Threat: Identity Service Compromise
- Threat: Identity Service Compromise
- Description: An attacker gains control of the Identity Service (IdentityServer) through vulnerabilities, stolen credentials, or infrastructure compromise.
- Impact:
- Complete application compromise. Impersonation of any user/client.
- Massive data breach.
- Ability to issue arbitrary tokens.
- Affected Component: Identity Service (IdentityServer).
- Risk Severity: Critical
- Mitigation Strategies:
- Strong Authentication: Strong passwords and MFA for IdentityServer administrators.
- Regular Updates: Keep IdentityServer and dependencies patched.
- Secure Configuration: Follow best practices for securing IdentityServer.
- Network Segmentation: Isolate the Identity Service.
- Auditing: Enable detailed auditing.
- Penetration Testing: Regularly test the Identity Service.

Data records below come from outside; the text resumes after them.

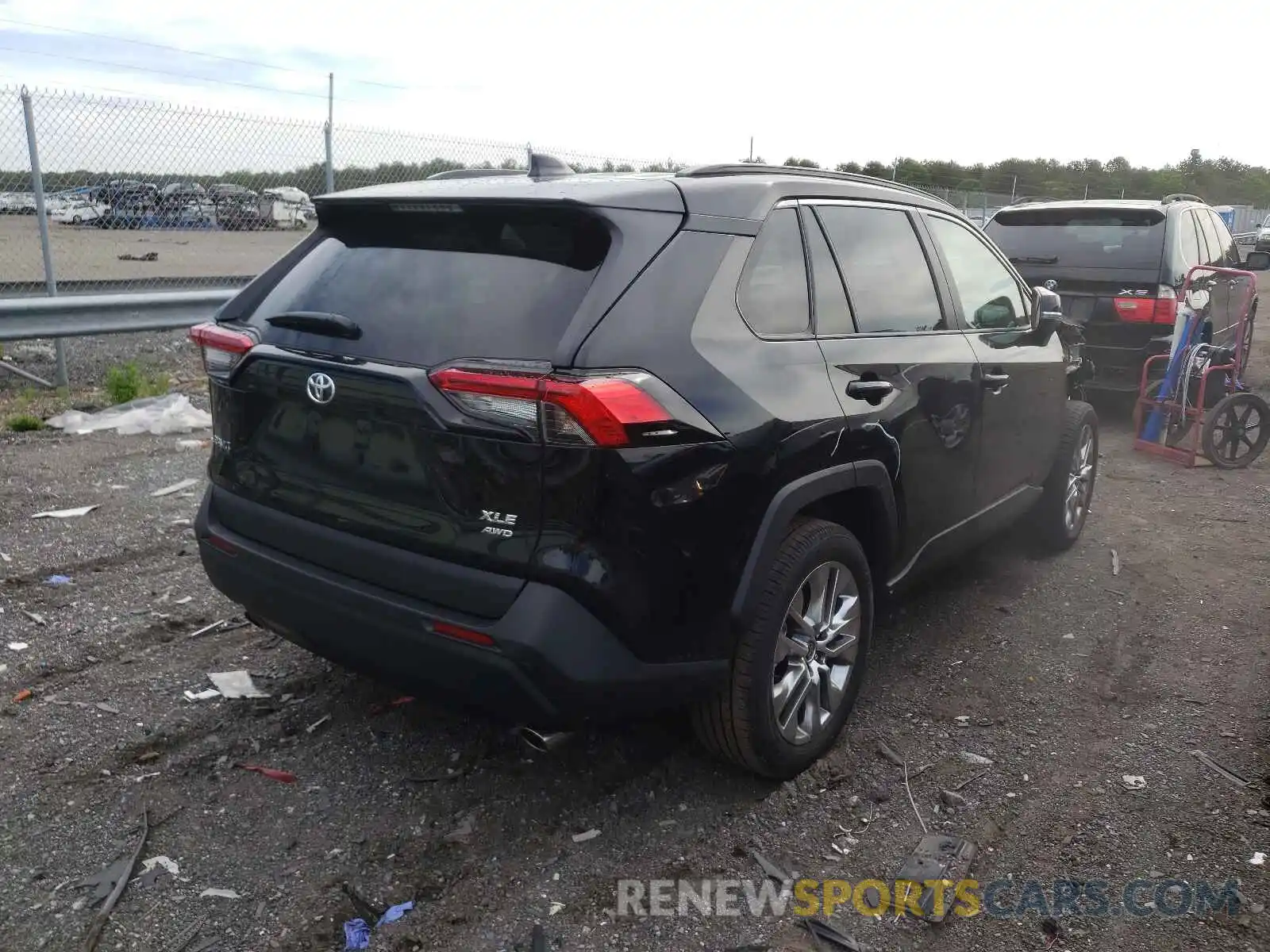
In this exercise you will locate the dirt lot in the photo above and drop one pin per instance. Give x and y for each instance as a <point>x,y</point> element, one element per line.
<point>83,253</point>
<point>1070,676</point>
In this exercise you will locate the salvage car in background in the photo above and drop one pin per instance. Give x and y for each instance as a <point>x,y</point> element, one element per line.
<point>1119,267</point>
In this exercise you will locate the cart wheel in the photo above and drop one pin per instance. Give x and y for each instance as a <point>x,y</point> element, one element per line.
<point>1236,431</point>
<point>1178,424</point>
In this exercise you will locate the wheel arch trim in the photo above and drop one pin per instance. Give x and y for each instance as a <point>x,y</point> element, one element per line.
<point>870,475</point>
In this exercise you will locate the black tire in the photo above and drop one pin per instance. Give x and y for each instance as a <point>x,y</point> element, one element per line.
<point>1056,532</point>
<point>1226,441</point>
<point>740,724</point>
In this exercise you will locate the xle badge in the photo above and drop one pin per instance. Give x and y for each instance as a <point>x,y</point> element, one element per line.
<point>502,524</point>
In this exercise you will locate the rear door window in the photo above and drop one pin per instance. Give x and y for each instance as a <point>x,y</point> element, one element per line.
<point>431,286</point>
<point>888,279</point>
<point>772,295</point>
<point>1187,240</point>
<point>1081,238</point>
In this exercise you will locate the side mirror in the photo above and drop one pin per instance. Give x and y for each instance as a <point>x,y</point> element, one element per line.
<point>1047,313</point>
<point>1257,262</point>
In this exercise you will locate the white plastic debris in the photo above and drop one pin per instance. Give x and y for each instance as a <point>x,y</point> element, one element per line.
<point>165,862</point>
<point>162,416</point>
<point>175,488</point>
<point>65,513</point>
<point>235,685</point>
<point>977,759</point>
<point>219,894</point>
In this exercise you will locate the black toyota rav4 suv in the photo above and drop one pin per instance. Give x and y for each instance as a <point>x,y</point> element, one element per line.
<point>572,447</point>
<point>1119,267</point>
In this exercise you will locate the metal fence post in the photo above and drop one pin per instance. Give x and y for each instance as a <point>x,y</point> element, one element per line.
<point>330,132</point>
<point>37,183</point>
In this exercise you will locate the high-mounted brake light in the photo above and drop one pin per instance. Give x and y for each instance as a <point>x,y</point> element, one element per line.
<point>222,348</point>
<point>569,410</point>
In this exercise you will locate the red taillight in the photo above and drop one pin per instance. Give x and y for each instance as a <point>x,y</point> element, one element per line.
<point>578,412</point>
<point>222,348</point>
<point>1149,310</point>
<point>455,631</point>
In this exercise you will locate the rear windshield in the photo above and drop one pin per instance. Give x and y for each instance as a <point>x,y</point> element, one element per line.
<point>1081,238</point>
<point>431,283</point>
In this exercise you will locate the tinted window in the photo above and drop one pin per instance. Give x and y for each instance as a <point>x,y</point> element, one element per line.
<point>832,313</point>
<point>431,287</point>
<point>887,274</point>
<point>988,292</point>
<point>1081,238</point>
<point>1187,241</point>
<point>772,294</point>
<point>1216,253</point>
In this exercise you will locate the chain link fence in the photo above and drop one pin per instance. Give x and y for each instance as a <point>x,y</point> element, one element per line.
<point>145,196</point>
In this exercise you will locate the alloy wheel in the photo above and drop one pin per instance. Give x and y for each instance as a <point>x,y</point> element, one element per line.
<point>816,653</point>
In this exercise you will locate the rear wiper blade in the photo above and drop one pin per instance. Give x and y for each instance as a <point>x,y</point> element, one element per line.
<point>330,325</point>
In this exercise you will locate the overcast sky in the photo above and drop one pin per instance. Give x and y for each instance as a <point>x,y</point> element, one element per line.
<point>832,82</point>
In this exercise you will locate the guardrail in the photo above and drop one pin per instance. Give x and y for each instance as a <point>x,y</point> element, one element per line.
<point>74,315</point>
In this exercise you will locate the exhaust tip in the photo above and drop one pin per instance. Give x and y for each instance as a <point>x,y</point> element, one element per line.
<point>543,743</point>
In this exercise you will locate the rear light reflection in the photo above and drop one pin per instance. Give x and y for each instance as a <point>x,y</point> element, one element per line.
<point>571,412</point>
<point>222,347</point>
<point>456,631</point>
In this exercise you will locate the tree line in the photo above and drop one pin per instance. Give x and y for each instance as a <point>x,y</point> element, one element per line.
<point>1219,182</point>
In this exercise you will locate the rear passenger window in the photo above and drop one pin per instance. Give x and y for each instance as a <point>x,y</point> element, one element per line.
<point>1187,241</point>
<point>1230,254</point>
<point>772,295</point>
<point>832,313</point>
<point>882,260</point>
<point>1216,253</point>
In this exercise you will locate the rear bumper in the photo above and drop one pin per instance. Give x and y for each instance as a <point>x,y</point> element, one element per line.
<point>552,666</point>
<point>1119,367</point>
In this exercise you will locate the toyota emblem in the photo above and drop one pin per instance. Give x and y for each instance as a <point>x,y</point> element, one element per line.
<point>321,387</point>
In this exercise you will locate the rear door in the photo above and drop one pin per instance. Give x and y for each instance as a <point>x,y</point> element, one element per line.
<point>333,416</point>
<point>1024,382</point>
<point>901,368</point>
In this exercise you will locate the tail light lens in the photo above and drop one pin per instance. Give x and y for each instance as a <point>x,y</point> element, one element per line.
<point>565,410</point>
<point>1161,309</point>
<point>222,347</point>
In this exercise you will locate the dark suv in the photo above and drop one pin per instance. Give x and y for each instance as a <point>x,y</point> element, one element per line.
<point>571,447</point>
<point>1119,267</point>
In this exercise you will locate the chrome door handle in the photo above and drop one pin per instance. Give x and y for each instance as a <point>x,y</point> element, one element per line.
<point>867,389</point>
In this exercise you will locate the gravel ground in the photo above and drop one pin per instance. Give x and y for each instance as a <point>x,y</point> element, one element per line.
<point>1070,677</point>
<point>83,253</point>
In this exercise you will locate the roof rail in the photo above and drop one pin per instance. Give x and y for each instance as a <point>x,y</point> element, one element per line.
<point>705,171</point>
<point>548,167</point>
<point>474,173</point>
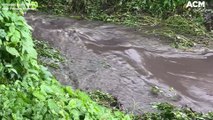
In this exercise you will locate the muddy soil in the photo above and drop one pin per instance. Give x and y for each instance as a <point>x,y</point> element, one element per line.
<point>127,64</point>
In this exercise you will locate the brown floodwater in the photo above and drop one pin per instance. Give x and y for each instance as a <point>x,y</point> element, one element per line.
<point>188,73</point>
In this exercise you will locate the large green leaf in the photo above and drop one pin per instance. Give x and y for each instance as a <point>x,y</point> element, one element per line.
<point>12,51</point>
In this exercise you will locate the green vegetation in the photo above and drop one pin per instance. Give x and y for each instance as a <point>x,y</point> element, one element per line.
<point>28,91</point>
<point>169,18</point>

- Threat: Insecure Direct Object Reference (IDOR) in Microservices
- Description: An attacker manipulates an ID (order ID, user ID) passed to a microservice to access unauthorized data. The service doesn't properly check if the requester is authorized.
- Impact:
- Unauthorized access to sensitive data.
- Data modification or deletion.
- Affected Component: Any microservice handling requests with IDs referencing resources (
Ordering.API
,Basket.API
,Catalog.API
). - Risk Severity: High
- Mitigation Strategies:
- Authorization Checks: Every microservice must perform authorization checks before accessing/modifying data based on an ID.
- Use of GUIDs/UUIDs: Makes guessing valid IDs harder (but isn't a complete solution).
- Object-Level Permissions: Implement fine-grained permissions.